I temi affrontati passano veloci davanti ai nostri occhi: sesso in chat, bullismo, lavoro precario per giovani laureati, app di incontri, relazioni, amori liquidi, identità di genere, desiderio sessuale, ricerca di sé. Senza essere indagati, scorrono come le immagini scrollate su un cellulare. Anche la morte resta solo contingente, in uno scenario scandito dai tempi veloci di un social e dalla comunicazione sincopata di una chat. Audiard riesce a raccontare la morte senza riprenderla: quella della madre di Camille (Makita Samba) e quella della nonna di Emilie (Lucie Zhang). E neanche la morte suscita emozioni profonde: è solo un fatto tra tanti.

"Parigi 13 Arr.", recensione del film di Jacques Audiard
Photo Credits: Shanna Besson©

Non c’è tenerezza, non ci sono sentimenti, i personaggi non suscitano empatia. Una narrazione per immagini che, nell’era del digitale, non riesce a colmare il vuoto del non detto. 

“Parigi, 13 Arr.” parla d’amore senza la tipica storia d’amore di qualsivoglia genere, rispecchiando un modo contemporaneo di vivere le relazioni tra giovani non più adolescenti. Di ragazzi laureati che lavorano senza passione per avere i soldi per pagare le spese, nessun ideale, insoddisfatti, più disillusi che realisti. Di un mondo che vede sovvertito il paradigma delle relazioni amorose, dove “prima si scopa e poi ci si conosce”.

Giovani donne e giovani uomini che oscillano nella fragilità quotidiana come la fotografia del film, che spazia dalle riprese dall’alto alle scene in primissimo piano, dai grattacieli ai campi strettissimi sulle scene di sesso, dagli anonimi call center all’interno delle case.
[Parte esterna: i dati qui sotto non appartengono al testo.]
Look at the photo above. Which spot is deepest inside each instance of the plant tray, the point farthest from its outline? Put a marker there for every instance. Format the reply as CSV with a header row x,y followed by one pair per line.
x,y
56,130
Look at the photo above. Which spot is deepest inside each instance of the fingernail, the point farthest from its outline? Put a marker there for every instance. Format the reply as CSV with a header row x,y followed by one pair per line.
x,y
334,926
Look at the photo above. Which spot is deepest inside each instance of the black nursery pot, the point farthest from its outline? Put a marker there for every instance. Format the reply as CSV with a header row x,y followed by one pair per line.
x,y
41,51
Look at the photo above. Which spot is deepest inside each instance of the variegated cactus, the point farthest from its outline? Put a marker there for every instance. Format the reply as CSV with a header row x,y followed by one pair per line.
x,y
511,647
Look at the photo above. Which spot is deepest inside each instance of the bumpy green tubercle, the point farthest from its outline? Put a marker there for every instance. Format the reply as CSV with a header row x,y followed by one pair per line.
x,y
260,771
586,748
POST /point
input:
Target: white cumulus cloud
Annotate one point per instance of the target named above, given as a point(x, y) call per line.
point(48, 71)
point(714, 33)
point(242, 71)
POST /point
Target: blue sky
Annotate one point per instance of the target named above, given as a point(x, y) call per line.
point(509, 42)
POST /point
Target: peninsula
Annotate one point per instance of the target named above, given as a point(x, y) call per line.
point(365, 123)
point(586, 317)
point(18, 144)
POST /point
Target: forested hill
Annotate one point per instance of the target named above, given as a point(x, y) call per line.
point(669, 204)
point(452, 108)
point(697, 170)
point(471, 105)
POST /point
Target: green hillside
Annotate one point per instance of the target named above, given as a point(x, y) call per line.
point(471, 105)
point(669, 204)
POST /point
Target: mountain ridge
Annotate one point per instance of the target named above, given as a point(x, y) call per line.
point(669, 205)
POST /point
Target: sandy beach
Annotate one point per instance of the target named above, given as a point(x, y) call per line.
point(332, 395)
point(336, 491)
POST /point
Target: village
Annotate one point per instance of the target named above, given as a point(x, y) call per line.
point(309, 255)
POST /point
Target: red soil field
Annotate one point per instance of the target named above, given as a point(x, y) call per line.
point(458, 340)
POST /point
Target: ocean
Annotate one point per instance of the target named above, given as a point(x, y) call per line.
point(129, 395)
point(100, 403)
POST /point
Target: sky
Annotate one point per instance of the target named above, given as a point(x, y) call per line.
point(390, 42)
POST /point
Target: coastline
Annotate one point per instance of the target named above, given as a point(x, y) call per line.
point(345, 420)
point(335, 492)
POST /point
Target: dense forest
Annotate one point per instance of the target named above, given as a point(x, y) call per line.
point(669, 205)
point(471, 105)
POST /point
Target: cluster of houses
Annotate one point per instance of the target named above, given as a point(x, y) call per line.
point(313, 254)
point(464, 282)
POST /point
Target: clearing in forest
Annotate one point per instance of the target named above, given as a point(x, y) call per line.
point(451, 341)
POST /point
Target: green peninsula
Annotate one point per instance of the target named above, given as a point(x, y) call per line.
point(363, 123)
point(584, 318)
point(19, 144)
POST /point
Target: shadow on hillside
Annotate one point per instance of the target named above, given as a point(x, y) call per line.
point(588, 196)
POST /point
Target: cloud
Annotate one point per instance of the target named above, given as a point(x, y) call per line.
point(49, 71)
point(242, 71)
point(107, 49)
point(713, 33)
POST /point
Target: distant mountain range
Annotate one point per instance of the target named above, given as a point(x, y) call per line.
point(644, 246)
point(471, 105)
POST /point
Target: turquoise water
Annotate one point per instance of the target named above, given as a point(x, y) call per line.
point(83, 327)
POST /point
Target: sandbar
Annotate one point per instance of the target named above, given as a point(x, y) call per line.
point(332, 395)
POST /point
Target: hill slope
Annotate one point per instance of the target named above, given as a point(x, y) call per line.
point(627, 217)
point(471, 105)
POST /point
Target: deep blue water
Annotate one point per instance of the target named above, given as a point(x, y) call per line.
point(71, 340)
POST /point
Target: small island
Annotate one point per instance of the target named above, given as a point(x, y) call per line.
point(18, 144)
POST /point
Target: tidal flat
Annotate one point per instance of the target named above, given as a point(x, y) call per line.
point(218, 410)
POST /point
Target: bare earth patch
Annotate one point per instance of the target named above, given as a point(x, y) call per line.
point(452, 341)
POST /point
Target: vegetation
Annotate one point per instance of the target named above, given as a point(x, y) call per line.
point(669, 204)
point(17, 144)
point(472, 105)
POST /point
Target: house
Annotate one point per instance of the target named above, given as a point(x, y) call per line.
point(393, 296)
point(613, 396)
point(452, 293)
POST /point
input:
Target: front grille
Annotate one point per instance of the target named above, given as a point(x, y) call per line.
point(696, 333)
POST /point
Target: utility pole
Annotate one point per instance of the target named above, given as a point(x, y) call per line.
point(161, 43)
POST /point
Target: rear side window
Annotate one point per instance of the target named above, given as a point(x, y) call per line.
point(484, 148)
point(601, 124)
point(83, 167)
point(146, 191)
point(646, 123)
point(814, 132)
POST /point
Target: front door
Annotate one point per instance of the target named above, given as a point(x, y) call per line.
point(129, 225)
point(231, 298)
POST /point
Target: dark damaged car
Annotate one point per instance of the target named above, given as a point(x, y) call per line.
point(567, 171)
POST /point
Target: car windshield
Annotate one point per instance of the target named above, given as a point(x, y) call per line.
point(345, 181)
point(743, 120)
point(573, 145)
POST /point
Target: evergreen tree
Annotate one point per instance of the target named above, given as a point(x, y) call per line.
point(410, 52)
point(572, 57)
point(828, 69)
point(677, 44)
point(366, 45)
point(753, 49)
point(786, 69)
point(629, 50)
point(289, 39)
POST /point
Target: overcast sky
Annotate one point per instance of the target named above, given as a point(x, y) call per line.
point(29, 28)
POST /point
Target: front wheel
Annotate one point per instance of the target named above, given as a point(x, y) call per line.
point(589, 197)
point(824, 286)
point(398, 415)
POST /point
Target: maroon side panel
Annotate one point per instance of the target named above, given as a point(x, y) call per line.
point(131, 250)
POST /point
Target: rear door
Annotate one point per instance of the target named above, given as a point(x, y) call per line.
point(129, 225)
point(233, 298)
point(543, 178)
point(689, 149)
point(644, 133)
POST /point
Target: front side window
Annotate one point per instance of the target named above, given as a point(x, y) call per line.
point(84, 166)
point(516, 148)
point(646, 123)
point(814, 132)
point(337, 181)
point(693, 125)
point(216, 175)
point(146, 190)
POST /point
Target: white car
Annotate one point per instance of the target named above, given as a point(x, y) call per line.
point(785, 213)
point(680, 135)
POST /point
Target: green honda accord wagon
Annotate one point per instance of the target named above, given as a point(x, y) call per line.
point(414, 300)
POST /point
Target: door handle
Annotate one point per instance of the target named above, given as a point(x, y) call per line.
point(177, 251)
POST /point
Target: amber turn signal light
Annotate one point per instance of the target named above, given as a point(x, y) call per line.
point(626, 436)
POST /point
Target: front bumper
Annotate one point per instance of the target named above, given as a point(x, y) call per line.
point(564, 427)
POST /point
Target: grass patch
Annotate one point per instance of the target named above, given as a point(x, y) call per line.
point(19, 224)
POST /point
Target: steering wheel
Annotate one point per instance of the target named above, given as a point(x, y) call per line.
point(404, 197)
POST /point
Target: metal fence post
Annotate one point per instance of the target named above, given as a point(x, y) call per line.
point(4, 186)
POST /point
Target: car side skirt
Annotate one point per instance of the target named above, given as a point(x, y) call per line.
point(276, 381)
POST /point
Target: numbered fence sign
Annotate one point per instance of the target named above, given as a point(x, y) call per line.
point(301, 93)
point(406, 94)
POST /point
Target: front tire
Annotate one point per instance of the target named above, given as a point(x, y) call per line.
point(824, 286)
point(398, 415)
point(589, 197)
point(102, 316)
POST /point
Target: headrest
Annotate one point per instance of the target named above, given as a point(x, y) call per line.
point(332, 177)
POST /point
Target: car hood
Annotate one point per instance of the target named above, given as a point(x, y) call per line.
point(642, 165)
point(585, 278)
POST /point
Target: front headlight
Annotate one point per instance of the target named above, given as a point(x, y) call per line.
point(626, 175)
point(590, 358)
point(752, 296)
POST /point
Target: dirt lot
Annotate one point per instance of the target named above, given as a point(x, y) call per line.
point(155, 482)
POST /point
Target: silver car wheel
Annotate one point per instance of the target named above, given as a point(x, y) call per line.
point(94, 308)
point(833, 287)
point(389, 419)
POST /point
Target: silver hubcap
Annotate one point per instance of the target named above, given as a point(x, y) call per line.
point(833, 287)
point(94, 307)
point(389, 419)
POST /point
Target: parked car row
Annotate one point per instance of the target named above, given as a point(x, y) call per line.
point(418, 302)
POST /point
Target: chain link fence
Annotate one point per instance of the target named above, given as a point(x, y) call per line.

Scene slegate tra loro che attraversiamo nel tempo di un click.

"Parigi 13 Arr.", recensione del film di Jacques Audiard
Photo Credits: Shanna Besson©

La pellicola è girata in bianco e nero, come l’atteggiamento mentale di un’intera generazione; bianco e nero, senza colore, come gli amori consumati nel tempo di un incontro durante l’orario di lavoro. Eppure è proprio questa assenza di colori, questa infinità di sfumature di grigio che restituisce lo spessore della vita contemporanea: un bianco e nero che esalta i corpi nudi intrecciati di Camille ed Emilie, di Camille e Nora (Noémie Merlant). Il bianco e nero di una periferia parigina, fatta di anonimi grattacieli, non dissimile dagli scenari della novel grafic newyorkese di Adriane Tomine a cui il film si ispira. Il bianco e nero di una Parigi multietnica, dove essere tutti francesi è una realtà acquisita.

"Parigi 13 Arr.", recensione del film di Jacques Audiard
Photo Credits: Shanna Besson©

La Parigi di Audiard è una città slegata dall’immagine che ne abbiamo sempre avuto. Manca qualsiasi riferimento alla Ville Lumiére: il 13 arr. ci arriva come un luogo slegato dalla città, come lo sono i personaggi. 

“Parigi, 13 Arr.” è una finestra che si apre all’improvviso sui Millennial. Ma a quella finestra è affacciato un boomer e noi li vediamo attraverso i suoi occhi. Sono davvero una generazione così bianca e nera? Sono davvero così slegati dall’ambiente? Davvero il loro mondo è solo quello digitale, quello virtuale? Audiard non lascia spunti di riflessione. Solo un lieto fine lasciato là.